I would like to highlight here a few of the comments to Karen’s post. Laura adds that one of the book group participants at Harrogate referred to an Italian film version of a Karin Fossum novel. This lady amusingly described how she watched this film and found her sense of deja vu increasing as the film went on, recognizing the plots as coming from two Fossum books. Sure enough, she found she was right when the credits rolled. Laura has managed to track the film down: Ragazza del Lago, based on Don’t Look Back, but set in Italy. Amazon UK is showing one copy available at £20.99 from an independent seller, but also that it is available for rental (shucks, just after I cancelled my rental account with them!) Laura adds that “there was also some discussion of the Swedish Wallender TV series – and a warning that not all the episodes are based on Mankell’s books. The Draining Lake by Indridason was also briefly discussed in the context of vivid opening scenes.”

Norman Price, who has written his own stimulating post on Nordic crime fiction, notes that “the high standard of Swedish crime fiction can be judged by the fact that Helene Tursten has never been nominated for the Basta Svenska Kriminalroman.” At his blog, Norman notes that “There is a much greater variation in the Nordic novels ranging from Jo Nesbo’s almost  solitary Harry Hole, Karin Fossum’s twosome Sejer and Skarre, K.O.Dahl’s Gunnarstranda and Frolich, Arnaldur Indridason’s threesome Erlendur, Elinborg and Sigurdur Oli, up to the larger teams of Helene Tursten, Sjowall and Wahloo and Henning Mankell.” Norman, of course, is particularly well-disposed to Helene Tursten as she is a retired dentist, just like all the best crime fiction readers and reviewers! 

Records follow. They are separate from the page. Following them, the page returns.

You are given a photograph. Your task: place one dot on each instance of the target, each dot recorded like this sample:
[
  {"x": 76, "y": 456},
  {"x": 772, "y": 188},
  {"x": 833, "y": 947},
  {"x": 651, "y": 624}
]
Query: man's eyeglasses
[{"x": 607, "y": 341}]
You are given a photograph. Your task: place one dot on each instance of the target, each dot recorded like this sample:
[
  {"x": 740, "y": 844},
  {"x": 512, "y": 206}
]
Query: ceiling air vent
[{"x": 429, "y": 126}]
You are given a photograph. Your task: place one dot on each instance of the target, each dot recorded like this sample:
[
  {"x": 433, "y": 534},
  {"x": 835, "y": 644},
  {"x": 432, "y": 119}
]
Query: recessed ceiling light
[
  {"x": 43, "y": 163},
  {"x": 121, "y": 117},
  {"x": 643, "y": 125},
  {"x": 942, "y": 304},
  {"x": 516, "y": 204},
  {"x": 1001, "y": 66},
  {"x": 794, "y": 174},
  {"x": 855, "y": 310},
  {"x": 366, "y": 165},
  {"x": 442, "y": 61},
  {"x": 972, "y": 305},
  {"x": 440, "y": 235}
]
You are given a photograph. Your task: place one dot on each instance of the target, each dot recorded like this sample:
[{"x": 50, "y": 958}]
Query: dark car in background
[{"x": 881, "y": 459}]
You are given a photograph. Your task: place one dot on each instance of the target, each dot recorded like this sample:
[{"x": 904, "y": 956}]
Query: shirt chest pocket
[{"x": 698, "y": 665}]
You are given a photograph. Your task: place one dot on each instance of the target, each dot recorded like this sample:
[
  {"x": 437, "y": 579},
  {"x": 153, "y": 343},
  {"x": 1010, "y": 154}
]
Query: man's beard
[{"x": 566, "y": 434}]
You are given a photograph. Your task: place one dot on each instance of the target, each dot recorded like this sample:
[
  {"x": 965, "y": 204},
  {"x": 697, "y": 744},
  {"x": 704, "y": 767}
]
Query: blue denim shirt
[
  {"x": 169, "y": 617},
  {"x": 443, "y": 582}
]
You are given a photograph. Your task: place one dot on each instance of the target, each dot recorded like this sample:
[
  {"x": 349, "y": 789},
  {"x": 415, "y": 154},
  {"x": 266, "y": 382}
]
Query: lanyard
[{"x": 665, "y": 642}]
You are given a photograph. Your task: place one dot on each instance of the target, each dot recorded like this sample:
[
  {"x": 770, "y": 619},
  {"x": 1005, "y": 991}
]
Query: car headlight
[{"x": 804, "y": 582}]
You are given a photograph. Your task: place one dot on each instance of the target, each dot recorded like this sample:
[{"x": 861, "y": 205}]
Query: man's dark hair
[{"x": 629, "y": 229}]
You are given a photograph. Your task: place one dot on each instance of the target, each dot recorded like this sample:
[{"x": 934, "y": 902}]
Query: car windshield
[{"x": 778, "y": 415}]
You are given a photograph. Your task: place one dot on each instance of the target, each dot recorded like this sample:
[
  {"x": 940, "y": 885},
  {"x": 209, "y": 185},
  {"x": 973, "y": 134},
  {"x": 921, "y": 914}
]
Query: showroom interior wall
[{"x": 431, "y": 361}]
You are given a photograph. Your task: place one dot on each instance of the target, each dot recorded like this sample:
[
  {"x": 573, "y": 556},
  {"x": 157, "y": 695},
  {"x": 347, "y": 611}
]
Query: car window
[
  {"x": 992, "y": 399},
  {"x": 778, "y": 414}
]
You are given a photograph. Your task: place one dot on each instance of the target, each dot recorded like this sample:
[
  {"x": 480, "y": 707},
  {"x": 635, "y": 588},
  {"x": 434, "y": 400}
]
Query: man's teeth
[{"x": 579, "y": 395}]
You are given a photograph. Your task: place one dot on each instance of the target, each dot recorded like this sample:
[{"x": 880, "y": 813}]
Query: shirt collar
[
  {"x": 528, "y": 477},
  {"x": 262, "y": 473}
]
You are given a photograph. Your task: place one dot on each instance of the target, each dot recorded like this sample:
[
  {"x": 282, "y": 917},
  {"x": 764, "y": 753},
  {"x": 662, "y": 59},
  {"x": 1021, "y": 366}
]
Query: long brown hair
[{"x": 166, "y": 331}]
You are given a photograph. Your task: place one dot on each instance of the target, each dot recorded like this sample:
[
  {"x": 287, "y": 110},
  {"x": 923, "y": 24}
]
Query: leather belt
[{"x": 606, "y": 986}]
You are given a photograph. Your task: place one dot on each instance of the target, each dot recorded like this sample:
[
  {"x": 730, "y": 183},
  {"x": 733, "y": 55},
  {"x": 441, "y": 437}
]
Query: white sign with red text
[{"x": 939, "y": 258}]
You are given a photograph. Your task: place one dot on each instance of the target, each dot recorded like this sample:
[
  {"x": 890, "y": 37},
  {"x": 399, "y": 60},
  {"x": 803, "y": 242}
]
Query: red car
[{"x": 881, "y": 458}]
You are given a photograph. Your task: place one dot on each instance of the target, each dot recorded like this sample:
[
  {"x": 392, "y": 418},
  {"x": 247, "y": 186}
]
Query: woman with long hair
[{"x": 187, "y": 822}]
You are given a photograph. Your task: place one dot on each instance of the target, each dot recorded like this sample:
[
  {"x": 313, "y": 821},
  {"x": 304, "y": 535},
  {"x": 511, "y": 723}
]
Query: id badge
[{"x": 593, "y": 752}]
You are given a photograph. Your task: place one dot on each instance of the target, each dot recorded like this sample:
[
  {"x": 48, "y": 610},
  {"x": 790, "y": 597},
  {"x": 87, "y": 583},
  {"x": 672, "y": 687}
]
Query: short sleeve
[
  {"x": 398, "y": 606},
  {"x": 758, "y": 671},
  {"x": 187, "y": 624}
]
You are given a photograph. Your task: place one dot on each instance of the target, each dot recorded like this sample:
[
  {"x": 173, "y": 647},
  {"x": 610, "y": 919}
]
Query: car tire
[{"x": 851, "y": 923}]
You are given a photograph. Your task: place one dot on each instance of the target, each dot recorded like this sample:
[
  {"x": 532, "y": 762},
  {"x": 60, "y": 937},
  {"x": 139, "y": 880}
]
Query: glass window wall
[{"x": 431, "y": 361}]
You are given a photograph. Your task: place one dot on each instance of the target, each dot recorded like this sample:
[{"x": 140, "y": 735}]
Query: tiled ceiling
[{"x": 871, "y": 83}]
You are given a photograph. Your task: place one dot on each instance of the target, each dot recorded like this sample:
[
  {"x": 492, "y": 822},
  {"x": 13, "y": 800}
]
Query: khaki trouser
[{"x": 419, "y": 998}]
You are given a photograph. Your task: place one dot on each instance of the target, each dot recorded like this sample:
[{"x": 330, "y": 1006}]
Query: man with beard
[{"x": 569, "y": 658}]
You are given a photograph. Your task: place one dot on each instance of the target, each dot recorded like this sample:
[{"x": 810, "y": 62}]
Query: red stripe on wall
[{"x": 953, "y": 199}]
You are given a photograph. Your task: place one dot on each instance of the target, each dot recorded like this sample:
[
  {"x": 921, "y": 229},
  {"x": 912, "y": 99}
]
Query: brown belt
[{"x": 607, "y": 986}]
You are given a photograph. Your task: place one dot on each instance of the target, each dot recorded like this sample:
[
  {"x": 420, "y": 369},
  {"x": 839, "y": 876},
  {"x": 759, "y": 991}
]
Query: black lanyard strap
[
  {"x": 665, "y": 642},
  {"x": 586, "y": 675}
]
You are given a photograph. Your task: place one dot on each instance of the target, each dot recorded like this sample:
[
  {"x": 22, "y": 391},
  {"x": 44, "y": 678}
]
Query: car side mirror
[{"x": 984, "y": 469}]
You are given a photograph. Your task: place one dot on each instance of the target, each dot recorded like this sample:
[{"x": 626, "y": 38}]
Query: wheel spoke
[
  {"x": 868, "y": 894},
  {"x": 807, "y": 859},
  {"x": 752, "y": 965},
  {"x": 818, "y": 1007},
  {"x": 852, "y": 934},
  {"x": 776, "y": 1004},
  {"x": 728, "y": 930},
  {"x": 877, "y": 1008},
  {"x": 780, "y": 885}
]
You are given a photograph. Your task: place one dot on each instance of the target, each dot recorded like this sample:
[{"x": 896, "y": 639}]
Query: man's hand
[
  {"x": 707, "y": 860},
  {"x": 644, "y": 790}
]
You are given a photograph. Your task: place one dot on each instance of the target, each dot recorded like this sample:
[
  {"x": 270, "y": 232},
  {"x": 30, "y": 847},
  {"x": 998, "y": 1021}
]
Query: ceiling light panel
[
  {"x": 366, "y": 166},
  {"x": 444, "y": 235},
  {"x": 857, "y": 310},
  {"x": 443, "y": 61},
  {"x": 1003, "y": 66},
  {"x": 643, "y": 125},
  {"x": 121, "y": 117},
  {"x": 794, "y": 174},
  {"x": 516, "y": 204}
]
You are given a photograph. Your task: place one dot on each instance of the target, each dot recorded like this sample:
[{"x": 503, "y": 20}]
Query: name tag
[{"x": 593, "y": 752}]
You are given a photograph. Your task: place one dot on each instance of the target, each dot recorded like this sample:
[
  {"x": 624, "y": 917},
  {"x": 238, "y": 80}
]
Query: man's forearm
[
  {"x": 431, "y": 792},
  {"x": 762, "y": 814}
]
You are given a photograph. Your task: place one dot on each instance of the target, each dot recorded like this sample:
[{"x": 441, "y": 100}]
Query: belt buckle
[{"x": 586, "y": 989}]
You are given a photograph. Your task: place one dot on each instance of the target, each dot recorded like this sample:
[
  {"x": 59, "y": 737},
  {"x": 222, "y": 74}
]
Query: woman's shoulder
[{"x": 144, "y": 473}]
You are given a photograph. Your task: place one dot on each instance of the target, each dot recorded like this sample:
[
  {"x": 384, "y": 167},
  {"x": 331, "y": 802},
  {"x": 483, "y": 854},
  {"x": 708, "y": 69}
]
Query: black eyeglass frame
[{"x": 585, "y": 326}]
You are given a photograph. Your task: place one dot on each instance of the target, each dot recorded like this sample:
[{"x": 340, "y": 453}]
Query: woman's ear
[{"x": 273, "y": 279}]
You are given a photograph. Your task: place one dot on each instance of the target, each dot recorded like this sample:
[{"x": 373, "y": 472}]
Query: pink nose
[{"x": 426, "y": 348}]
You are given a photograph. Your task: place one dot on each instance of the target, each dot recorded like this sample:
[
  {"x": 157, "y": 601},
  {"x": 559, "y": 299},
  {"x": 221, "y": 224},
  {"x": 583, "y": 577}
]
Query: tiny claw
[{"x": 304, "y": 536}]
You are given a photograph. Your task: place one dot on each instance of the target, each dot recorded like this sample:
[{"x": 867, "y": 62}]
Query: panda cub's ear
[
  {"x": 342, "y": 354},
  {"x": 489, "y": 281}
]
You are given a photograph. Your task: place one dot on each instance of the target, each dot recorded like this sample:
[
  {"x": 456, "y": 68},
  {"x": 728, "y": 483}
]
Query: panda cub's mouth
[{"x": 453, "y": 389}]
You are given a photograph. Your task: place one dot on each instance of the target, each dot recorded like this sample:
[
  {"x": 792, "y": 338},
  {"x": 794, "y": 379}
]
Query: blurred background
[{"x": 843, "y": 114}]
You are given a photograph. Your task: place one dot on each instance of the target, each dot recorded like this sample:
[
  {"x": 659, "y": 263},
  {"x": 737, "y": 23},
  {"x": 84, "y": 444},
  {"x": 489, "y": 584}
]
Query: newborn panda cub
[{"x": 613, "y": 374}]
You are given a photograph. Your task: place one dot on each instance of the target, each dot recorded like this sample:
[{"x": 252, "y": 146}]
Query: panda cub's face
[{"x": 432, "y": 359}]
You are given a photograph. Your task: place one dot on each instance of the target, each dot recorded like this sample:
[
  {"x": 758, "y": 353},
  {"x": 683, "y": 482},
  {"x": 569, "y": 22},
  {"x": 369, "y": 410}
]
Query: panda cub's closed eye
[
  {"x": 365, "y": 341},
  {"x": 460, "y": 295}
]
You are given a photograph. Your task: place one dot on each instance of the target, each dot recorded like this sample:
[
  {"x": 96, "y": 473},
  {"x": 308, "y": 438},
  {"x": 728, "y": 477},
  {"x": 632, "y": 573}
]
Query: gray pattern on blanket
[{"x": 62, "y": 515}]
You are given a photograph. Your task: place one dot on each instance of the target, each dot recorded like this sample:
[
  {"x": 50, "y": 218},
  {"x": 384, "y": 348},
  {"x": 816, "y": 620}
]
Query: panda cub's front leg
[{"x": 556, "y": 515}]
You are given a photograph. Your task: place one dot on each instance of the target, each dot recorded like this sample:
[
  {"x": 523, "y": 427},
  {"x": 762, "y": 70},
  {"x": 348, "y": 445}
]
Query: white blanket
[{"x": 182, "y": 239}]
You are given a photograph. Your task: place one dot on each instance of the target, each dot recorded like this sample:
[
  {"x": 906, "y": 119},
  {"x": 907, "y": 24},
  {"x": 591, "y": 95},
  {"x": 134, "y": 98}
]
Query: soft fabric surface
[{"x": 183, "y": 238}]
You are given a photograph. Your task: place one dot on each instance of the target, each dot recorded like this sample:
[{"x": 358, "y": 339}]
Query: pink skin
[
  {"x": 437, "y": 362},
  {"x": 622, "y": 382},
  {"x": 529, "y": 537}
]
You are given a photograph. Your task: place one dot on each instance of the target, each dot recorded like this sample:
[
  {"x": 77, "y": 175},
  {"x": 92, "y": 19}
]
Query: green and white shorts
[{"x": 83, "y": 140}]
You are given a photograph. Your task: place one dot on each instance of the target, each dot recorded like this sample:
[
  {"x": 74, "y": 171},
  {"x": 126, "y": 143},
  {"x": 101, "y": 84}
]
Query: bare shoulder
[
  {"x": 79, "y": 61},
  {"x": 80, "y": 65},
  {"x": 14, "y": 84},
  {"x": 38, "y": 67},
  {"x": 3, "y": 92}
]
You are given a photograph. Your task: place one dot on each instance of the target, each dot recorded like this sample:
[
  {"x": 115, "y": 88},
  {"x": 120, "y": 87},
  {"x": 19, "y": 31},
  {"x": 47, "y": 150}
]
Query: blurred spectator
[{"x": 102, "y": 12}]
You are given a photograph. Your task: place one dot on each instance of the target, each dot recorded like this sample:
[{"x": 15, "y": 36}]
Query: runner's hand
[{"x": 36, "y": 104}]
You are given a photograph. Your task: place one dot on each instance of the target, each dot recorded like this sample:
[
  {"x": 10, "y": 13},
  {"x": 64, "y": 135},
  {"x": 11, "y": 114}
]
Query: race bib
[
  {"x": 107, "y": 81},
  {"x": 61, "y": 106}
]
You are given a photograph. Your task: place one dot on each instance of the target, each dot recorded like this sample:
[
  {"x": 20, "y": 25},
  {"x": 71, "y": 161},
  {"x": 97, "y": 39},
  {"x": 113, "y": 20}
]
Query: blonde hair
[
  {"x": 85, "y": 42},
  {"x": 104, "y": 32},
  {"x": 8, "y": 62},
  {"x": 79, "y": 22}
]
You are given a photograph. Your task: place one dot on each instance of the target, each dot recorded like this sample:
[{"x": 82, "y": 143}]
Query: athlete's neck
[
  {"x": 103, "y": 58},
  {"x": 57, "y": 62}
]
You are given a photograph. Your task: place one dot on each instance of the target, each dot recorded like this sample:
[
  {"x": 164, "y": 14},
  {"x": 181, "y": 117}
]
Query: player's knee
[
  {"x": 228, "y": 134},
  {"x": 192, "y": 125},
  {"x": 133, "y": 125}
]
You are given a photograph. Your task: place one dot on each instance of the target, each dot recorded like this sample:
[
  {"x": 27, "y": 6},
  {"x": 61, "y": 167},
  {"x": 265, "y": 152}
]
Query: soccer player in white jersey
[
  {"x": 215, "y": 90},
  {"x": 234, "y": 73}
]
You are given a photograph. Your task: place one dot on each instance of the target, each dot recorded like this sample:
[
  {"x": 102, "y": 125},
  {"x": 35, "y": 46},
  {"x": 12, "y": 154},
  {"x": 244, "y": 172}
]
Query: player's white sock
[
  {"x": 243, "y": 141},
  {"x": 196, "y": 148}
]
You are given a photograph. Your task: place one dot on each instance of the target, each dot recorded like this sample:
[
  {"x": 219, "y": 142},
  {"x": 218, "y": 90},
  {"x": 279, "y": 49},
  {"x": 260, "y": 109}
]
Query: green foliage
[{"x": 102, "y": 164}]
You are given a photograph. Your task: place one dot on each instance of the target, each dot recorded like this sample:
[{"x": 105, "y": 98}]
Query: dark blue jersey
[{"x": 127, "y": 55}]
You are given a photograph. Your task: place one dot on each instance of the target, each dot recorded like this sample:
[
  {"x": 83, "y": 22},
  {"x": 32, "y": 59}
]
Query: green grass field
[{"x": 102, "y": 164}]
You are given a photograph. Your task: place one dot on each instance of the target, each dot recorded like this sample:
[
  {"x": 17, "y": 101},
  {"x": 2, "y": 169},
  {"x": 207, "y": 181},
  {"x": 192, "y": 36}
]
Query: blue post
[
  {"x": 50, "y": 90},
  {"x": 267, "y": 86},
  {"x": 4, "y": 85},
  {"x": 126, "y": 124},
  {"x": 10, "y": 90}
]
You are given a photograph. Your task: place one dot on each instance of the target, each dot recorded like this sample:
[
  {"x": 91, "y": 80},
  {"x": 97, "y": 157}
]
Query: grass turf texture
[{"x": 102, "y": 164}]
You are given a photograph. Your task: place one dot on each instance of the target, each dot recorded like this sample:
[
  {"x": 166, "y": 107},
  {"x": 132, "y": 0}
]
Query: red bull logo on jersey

And here is a fascinating comment to Karen’s post from Simon Clarke (no relation): “I have today returned from Sweden, where Camilla Lackberg is top of the best sellers list with Mari Jungstedt no 2. My half-brother who is Swedish has read 5 of Lackberg-and says she gets better with each novel –and is almost a super-star in Sweden. He also tells me having read all three Stieg Larsson novels that the second 2 are better than The Girl with the Dragon Tattoo!!! As regards translation from the Swedish, Mari Jungstedt and Helene Tursten are both American translations, the former by Tiina Nunnally,who is one of the best translators from Swedish, she has also translated 3 Karin Fossum novels from Norwegian under the name of Felicity David. Her husband is Steven T.Murray who translated Tursten’s Detective Inspector Huss–not very well–and it is he who translated the Stieg Larsson — under the name of Reg Keeland. The translations by the British translators Laurie Thompson and Marlaine Delargy are generally good.” I agree with this last point, and would also add Don Bartlett and the late, sadly lamented Bernard Scudder to the pantheon. If one is prepared to journey considerably southwards, Stephen Sartarelli is exquisitely in tune with author Andrea Camilleri. Sartarelli’s translations are one of the many reasons why these books are such a delight.